Model Card for IndoTranslit Multilingual Transliterator
Model Summary
This is a multilingual Marian-based Seq2Seq transliterator trained on the combined IndoTranslit dataset (2.7M pairs).
It can transliterate both Romanized Hindi (Hindish) and Romanized Bengali (Banglish) into their respective native scripts using a single shared model.
- Architecture: MarianMT (Seq2Seq Transformer)
- Parameters: ~60M
- Training Data: IndoTranslit dataset (Hindi 1.77M, Bengali 975k)
- Languages: Hindi + Bengali
Intended Use
- General-purpose transliteration for South Asian languages in Romanized script.
- Works for multilingual inputs, code-mixed text, and noisy social media writing.
Example Usage
from transformers import MarianMTModel, MarianTokenizer
model_name = "sk-community/indotranslit_multilingual"
tokenizer = MarianTokenizer.from_pretrained(model_name)
model = MarianMTModel.from_pretrained(model_name)
# Example Hindi
input_hi = "aap kaise ho"
hi_inputs = tokenizer(input_hi, return_tensors="pt")

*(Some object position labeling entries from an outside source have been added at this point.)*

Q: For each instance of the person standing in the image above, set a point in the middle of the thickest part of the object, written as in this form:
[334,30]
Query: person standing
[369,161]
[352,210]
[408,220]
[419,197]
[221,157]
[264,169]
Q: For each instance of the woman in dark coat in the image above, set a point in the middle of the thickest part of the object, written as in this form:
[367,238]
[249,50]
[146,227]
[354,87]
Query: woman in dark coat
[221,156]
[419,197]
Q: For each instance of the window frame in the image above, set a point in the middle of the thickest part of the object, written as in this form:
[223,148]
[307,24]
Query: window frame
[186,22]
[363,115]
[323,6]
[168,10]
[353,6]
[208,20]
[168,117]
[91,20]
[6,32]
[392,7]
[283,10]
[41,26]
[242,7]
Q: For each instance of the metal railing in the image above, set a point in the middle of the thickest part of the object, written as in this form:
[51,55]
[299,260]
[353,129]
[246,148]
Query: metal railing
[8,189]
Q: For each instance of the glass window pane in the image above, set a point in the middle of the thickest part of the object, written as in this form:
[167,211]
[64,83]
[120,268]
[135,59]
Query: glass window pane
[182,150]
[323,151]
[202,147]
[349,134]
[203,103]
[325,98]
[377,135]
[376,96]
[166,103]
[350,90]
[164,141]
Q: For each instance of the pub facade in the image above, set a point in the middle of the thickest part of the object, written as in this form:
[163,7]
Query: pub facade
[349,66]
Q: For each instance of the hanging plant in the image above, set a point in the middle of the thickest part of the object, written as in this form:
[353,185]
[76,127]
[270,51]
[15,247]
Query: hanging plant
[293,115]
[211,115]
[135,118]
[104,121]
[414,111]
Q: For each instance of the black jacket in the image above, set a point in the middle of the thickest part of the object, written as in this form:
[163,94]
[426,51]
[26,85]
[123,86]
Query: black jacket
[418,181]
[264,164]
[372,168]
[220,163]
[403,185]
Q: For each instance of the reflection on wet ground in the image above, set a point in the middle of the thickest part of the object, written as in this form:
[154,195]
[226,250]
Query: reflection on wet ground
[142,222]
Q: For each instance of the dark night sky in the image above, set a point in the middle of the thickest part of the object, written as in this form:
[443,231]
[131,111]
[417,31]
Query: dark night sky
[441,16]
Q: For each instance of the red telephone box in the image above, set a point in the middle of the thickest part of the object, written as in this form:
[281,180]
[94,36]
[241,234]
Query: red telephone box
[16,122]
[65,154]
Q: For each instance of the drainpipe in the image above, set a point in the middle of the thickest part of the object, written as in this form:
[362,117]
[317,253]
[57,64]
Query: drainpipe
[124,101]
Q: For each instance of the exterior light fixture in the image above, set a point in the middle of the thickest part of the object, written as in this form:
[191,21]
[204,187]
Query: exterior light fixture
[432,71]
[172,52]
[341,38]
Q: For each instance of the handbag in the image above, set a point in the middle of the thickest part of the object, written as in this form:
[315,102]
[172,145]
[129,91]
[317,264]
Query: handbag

hi_outputs = model.generate(**hi_inputs)
print(tokenizer.decode(hi_outputs[0], skip_special_tokens=True))
# Output: "आप कैसे हो"
# Example Bengali
input_bn = "tumi amar bondhu"
bn_inputs = tokenizer(input_bn, return_tensors="pt")
bn_outputs = model.generate(**bn_inputs)
print(tokenizer.decode(bn_outputs[0], skip_special_tokens=True))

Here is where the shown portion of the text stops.